By 2010 Rusty had come to a point in his work where he wanted to move on. As he puts it, “I needed to start doing things my way and see if I could do it on my own.”
But with the price of real estate on the Vineyard, purchasing land was not an option. He spoke to Freddy about renting the land around the dairy store, but at that time it was unavailable. He also made a serious bid for a long-term lease at Tea Lane Farm in Chilmark. That land, on Middle Road, was purchased by the town of Chilmark and the Martha’s Vineyard Land Bank with the plan to turn it back into a working farm. Rusty was one of the final three candidates, but ultimately the farm was awarded by the Chilmark selectmen and land bank advisory board to flower grower Krishana Collins.
As luck would have it, however, Freddy circled back to Rusty and told him he was now looking for someone to rent the dairy and two acres of the surrounding garden land. It wasn’t exactly what Rusty thought he was seeking, but it was pretty close.
“I was looking for land, not a farm stand. I wanted to focus on growing, not store keeping,” Rusty recalled. “But Freddy was so generous and supportive, offering two acres to farm on and the dairy store to sell out of.”

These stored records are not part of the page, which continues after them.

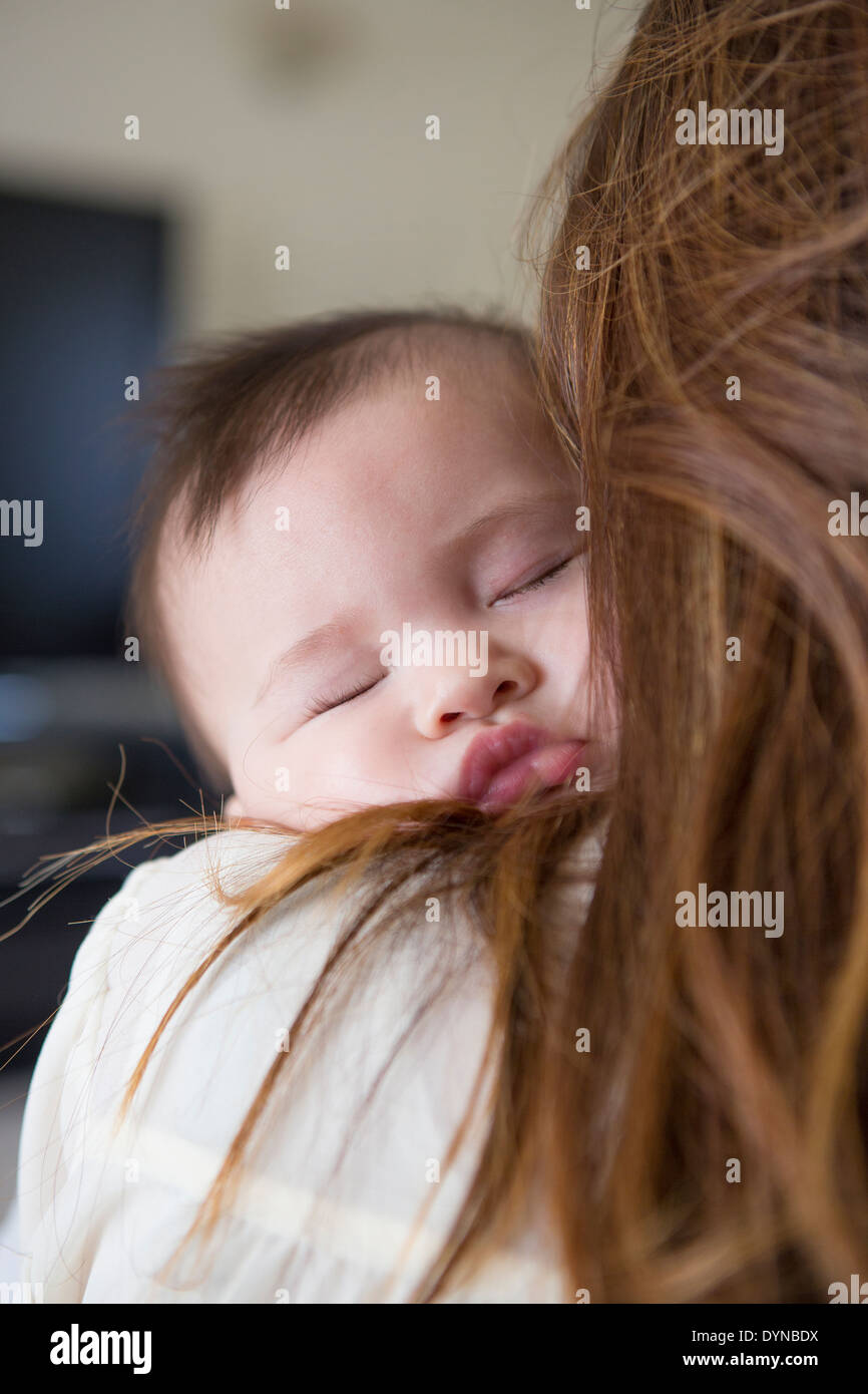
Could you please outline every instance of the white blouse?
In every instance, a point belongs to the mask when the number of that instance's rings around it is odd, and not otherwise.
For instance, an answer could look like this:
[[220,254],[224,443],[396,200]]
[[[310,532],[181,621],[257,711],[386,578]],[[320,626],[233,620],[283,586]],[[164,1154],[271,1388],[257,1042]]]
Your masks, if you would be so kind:
[[[166,1027],[117,1132],[116,1112],[176,994],[237,917],[216,898],[213,875],[237,889],[293,841],[237,828],[137,867],[78,949],[32,1076],[18,1156],[21,1278],[42,1284],[43,1301],[405,1302],[439,1252],[485,1133],[476,1090],[475,1126],[447,1165],[482,1062],[493,983],[447,895],[439,919],[433,907],[425,924],[387,935],[365,979],[352,976],[350,1001],[315,1032],[301,1073],[288,1085],[279,1076],[208,1249],[157,1278],[287,1048],[357,892],[334,895],[333,873],[241,934]],[[407,1033],[369,1098],[421,990],[449,969],[449,991]],[[440,1301],[570,1301],[542,1218]]]

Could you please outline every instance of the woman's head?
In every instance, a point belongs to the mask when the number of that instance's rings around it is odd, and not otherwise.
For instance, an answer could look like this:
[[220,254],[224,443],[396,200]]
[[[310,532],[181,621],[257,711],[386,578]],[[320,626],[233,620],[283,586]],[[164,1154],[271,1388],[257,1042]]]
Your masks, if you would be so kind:
[[[828,524],[868,496],[867,75],[864,6],[651,0],[549,185],[542,376],[623,714],[571,984],[607,1062],[564,1071],[559,1157],[612,1295],[865,1259],[868,558]],[[733,144],[681,144],[718,110]],[[701,887],[782,895],[783,935],[681,927]]]
[[348,316],[174,372],[132,623],[241,814],[460,799],[513,723],[598,772],[588,533],[520,330]]

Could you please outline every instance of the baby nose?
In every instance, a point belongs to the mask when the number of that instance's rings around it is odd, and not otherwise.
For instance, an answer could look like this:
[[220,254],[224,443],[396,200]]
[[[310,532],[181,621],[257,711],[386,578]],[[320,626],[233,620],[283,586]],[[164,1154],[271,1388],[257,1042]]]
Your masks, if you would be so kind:
[[490,664],[485,673],[467,668],[440,669],[435,672],[433,683],[421,684],[418,730],[429,740],[436,740],[447,735],[457,721],[490,717],[502,707],[527,697],[534,686],[534,671],[520,658]]

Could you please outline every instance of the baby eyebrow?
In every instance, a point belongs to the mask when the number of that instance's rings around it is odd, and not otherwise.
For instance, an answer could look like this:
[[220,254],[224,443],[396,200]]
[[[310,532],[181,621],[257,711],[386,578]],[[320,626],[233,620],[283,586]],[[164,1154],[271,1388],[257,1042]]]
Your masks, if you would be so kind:
[[[470,542],[474,538],[483,535],[497,524],[509,523],[513,519],[529,520],[538,516],[550,514],[555,510],[555,506],[564,507],[567,502],[568,493],[564,489],[553,489],[546,493],[531,495],[529,498],[510,499],[510,502],[483,513],[482,517],[474,519],[472,523],[451,537],[449,542],[444,544],[442,551],[454,551],[454,548],[460,544]],[[327,620],[325,625],[319,625],[316,629],[309,630],[309,633],[302,634],[302,637],[295,640],[294,644],[290,644],[290,647],[284,650],[284,652],[280,654],[269,668],[265,682],[254,700],[254,707],[259,707],[272,689],[283,677],[286,677],[288,672],[307,668],[315,658],[319,657],[320,652],[323,652],[323,650],[347,643],[359,619],[361,613],[358,609],[344,612],[334,619]]]
[[339,615],[334,619],[327,620],[325,625],[318,625],[316,629],[309,630],[307,634],[302,634],[301,638],[297,638],[294,644],[290,644],[283,654],[277,655],[269,668],[265,682],[256,693],[254,705],[259,707],[272,689],[283,677],[286,677],[288,672],[308,668],[325,650],[333,648],[336,644],[346,643],[352,630],[355,618],[357,612]]

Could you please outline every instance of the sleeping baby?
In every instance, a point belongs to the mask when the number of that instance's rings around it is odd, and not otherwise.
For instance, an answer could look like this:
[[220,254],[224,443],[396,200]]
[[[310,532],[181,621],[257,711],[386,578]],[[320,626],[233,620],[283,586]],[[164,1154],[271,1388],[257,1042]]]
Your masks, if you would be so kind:
[[589,786],[588,517],[520,329],[357,314],[163,374],[130,633],[230,815]]

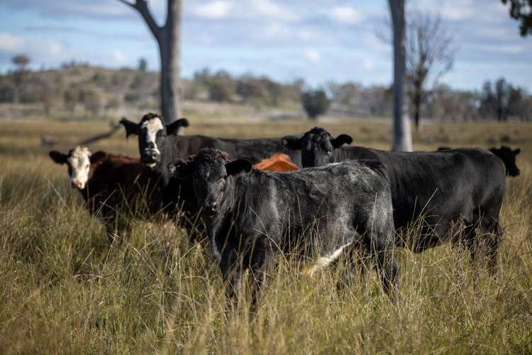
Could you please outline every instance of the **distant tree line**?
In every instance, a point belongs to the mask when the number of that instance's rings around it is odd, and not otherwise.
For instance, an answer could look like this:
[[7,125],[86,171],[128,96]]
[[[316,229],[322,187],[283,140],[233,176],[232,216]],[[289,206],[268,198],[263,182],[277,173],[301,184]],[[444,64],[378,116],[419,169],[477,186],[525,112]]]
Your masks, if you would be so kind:
[[[17,56],[20,57],[20,56]],[[31,71],[29,58],[18,58],[15,69],[0,75],[0,103],[41,105],[45,114],[113,114],[121,107],[156,109],[159,75],[147,70],[145,60],[137,69],[109,70],[70,62],[55,70]],[[18,63],[18,64],[17,64]],[[304,80],[281,83],[266,76],[231,75],[225,70],[196,72],[181,80],[186,100],[226,102],[257,108],[302,108],[315,118],[328,111],[336,116],[385,117],[392,111],[391,87],[355,82],[328,82],[312,88]],[[532,97],[504,78],[487,81],[477,91],[438,84],[424,94],[423,118],[463,121],[509,118],[532,120]],[[411,106],[411,117],[416,109]]]

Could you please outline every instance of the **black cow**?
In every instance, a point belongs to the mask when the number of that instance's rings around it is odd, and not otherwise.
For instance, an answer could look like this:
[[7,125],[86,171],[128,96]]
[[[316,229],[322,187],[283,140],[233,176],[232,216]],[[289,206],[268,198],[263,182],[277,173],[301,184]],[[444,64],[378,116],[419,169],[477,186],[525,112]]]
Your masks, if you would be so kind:
[[389,186],[378,162],[267,172],[203,148],[194,160],[178,159],[168,168],[179,178],[192,177],[230,294],[239,292],[246,268],[257,290],[277,252],[317,253],[317,263],[307,269],[312,273],[354,248],[375,258],[387,292],[397,288]]
[[[437,151],[440,152],[449,149],[453,148],[450,147],[439,147]],[[504,163],[507,176],[516,177],[519,175],[521,170],[517,168],[517,165],[516,164],[516,158],[521,153],[520,148],[518,148],[517,149],[512,150],[510,147],[501,146],[500,148],[489,148],[489,151],[498,156]]]
[[[345,134],[333,138],[315,127],[303,137],[286,136],[287,147],[301,151],[303,166],[318,166],[349,159],[375,159],[386,168],[390,181],[394,222],[398,229],[423,216],[421,234],[398,245],[414,252],[448,241],[457,222],[463,241],[475,257],[478,242],[487,246],[490,268],[497,263],[499,241],[499,214],[504,194],[504,165],[490,153],[457,148],[439,153],[397,153],[348,146]],[[480,235],[476,237],[475,229]]]
[[301,166],[299,155],[287,150],[279,138],[232,139],[205,136],[178,136],[182,126],[188,126],[186,119],[181,119],[170,125],[165,125],[155,114],[145,115],[135,124],[123,119],[120,121],[126,128],[126,136],[138,136],[140,160],[147,166],[163,175],[163,182],[169,179],[167,164],[178,158],[185,158],[196,154],[201,148],[220,149],[235,158],[245,158],[256,163],[270,158],[275,153],[284,153],[292,160]]

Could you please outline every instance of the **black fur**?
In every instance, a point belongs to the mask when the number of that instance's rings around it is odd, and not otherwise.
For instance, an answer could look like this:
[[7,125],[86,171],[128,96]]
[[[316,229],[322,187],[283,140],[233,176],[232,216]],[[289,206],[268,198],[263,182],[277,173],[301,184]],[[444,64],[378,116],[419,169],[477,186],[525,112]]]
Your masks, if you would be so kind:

This year is Ghost Island Farm’s third season at the old Fisher dairy, and Rusty is starting to feel some momentum. He is quick to mention that Cronig’s Market has been helpful in building the brand, and at the farm itself the co-op, which members pay $250 or $500 to join, has been growing each year. Unlike some co-ops, there are no scheduled pick-up times. Members receive a 10 percent discount and free pick-your-own flowers, and can shop any time the farm stand is open. The prices are taken off the fee.
Rusty’s signature crops are his varieties of kale, his salad mix, and tomatoes. All are grown from non-GMO and non-treated seeds, and he uses only organic potting soil. “I hesitate to use the word organic because I am not certified,” he said, “but I start clean and never add anything.” What’s more, the unusual partnership between the two farmers also means that Ghost Island shoppers can purchase meat and eggs raised next door at Nip’n’Tuck, making for one-stop shopping.
It’s still a labor of love to make a go of it as a farmer. Like Freddy, Rusty hasn’t quit his other job, which in his case is co-managing the West Tisbury Farmers Market. But when asked if this is sustainable, he didn’t think long before answering.
“If you look around the Island, many have family farms and family means. I started from nothing. But with the surrounding support of Nip’n’Tuck Farm, I think this can be successful.”
Freddy, too, is happy with the new arrangement, saying, “I am not a shopkeeper. My father loved that stuff. He would talk to you all day.” This year Freddy offered up two more acres, giving Ghost Island Farm a total of four acres to farm, and the use of greenhouses. “I was going to use it for hay, but decided to just let Rusty use it.
“In the beginning I was loaning him equipment,” Freddy went on. “Now he loans me his equipment.”
It’s not exactly The Waltons at Nip’n’Tuck and Ghost Island Farm. And it’s not exactly Modern Family. But for now, it seems to be working for both farmers, not to mention putting local food on local tables.
“Freddy has been so good to me,” said Rusty with a smile. “He treats me like a family member.”